On April 13, the new AWS Data Analytics Specialty certification journey officially began – before the beta phase in December 2019 / January 2020. It coincided with the AWS Database Specialty Beta, which forced me to choose between them. Finally, I decided to take the Databases Specialty, as I had recently tested from AWS Big Data.
The “Beta exam” experience is very different from the “standard” one: 85 questions and 4 hours long – that is, 20 questions and one more hour – an intense experience. I recommend taking a 5-minute break – in the centres, they are allowed – since, after the third hour, it is challenging to stay focused.
The certification is the new version of AWS Big Data Specialty, an exam that will be withdrawn in June 2020. I will not go into much depth on the differences; suffice it to say that the domain of Machine Learning has been eliminated, expanding and updating the rest of the parts in depth. But beware, Machine Learning and IoT continue to appear integrated into the other domains; therefore, it is necessary to know them at an architectural level, at the very least.
Prerequisites and recommendations
I will not repeat the information already available on the AWS website; instead, I will give my recommendations and observations, as I consider the Learning Path that AWS suggests to be somewhat light for the current exam level.

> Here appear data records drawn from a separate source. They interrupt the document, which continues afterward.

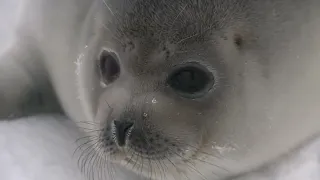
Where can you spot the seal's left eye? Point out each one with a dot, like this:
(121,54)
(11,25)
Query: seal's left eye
(191,80)
(109,66)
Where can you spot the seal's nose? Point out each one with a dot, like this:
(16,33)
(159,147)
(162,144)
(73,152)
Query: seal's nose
(122,131)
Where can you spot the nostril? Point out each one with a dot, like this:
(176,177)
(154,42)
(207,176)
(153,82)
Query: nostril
(122,130)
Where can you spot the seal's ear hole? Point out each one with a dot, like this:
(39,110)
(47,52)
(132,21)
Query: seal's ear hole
(191,80)
(238,40)
(109,66)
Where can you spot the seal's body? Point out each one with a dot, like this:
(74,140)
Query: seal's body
(174,89)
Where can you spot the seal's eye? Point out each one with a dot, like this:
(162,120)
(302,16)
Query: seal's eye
(109,66)
(191,81)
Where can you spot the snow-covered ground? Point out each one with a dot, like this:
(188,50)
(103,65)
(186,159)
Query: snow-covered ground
(38,148)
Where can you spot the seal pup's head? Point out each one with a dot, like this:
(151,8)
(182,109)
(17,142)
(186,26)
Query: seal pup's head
(195,89)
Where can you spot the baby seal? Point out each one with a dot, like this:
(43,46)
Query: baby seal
(171,89)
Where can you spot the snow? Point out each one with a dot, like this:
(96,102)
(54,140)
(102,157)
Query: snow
(38,148)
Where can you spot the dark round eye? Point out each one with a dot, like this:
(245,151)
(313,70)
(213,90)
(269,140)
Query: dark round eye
(109,66)
(191,80)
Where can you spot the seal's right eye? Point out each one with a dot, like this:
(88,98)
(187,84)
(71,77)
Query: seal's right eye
(109,66)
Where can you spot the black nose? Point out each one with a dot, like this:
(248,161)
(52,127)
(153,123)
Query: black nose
(121,131)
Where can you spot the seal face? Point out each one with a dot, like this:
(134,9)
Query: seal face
(183,89)
(186,88)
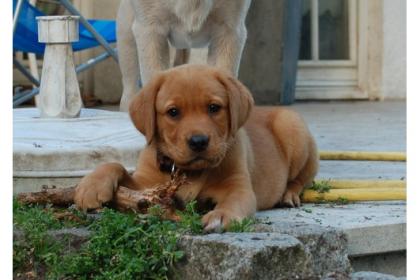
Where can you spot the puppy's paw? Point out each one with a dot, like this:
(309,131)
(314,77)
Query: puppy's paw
(291,199)
(217,220)
(92,192)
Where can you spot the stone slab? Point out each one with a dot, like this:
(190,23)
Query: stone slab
(61,149)
(244,256)
(370,227)
(370,275)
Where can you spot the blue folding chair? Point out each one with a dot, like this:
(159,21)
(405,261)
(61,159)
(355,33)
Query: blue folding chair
(92,33)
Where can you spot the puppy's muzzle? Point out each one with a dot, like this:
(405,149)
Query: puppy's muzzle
(198,143)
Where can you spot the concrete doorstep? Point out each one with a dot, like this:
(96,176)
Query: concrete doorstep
(362,241)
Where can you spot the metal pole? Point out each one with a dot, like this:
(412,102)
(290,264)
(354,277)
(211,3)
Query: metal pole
(89,27)
(17,13)
(25,72)
(25,96)
(91,62)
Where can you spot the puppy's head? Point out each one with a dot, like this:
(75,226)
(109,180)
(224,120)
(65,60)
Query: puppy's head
(192,113)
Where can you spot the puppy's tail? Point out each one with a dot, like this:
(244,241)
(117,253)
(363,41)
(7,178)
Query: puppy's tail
(182,56)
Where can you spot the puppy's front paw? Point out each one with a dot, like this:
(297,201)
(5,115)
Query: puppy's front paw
(291,199)
(217,220)
(92,192)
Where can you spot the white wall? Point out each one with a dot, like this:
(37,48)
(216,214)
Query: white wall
(394,49)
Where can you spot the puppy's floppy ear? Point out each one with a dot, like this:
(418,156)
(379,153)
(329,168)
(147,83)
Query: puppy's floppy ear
(240,101)
(143,110)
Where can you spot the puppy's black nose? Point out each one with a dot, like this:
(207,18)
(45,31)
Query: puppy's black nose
(198,143)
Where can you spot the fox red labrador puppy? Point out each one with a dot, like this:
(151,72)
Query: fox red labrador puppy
(202,121)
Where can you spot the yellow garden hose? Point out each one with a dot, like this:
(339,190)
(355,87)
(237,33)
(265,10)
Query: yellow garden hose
(363,194)
(357,190)
(363,184)
(350,155)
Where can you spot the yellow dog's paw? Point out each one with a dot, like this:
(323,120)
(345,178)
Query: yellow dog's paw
(291,199)
(217,220)
(92,192)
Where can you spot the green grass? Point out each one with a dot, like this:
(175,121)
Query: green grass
(321,187)
(121,245)
(246,225)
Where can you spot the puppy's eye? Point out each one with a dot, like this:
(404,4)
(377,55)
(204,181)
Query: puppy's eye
(173,112)
(214,108)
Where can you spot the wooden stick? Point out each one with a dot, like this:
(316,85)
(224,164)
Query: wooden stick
(363,184)
(124,198)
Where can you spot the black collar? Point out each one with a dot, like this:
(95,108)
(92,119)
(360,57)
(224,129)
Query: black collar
(165,163)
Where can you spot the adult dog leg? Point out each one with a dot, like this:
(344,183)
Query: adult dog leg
(225,49)
(152,50)
(127,54)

- AWS experience at the architectural level. The exam primarily focuses on advanced architecture solutions – 5 pillars – and to a lesser extent, on development, mainly in services such as Kinesis and Glue. I recommend owning the AWS Architect Solutions Pro certification or the AWS Architect Associate + AWS Security Specialty.
- Advanced AWS security experience. It is a complete domain of the exam but can be found – cross-domain – in many questions. If you own the AWS Architect Solutions Pro, general security knowledge may be sufficient – not the specific certification knowledge for each service. Otherwise, the AWS Security Specialty is a good option, or equivalent knowledge in certain services, which I will indicate later.
- Analytics knowledge. Otherwise, I’d recommend studying books such as “Data Analytics with Hadoop” – O’Reilly 2016, or taking the courses indicated in the AWS Learning Path. Likewise, carry out laboratories or pet projects to obtain some practical experience.
- Hadoop’s ecosystem knowledge. Connected to the previous point. High-level and architectural knowledge of the ecosystem is a must: Hive, Presto, Pig, …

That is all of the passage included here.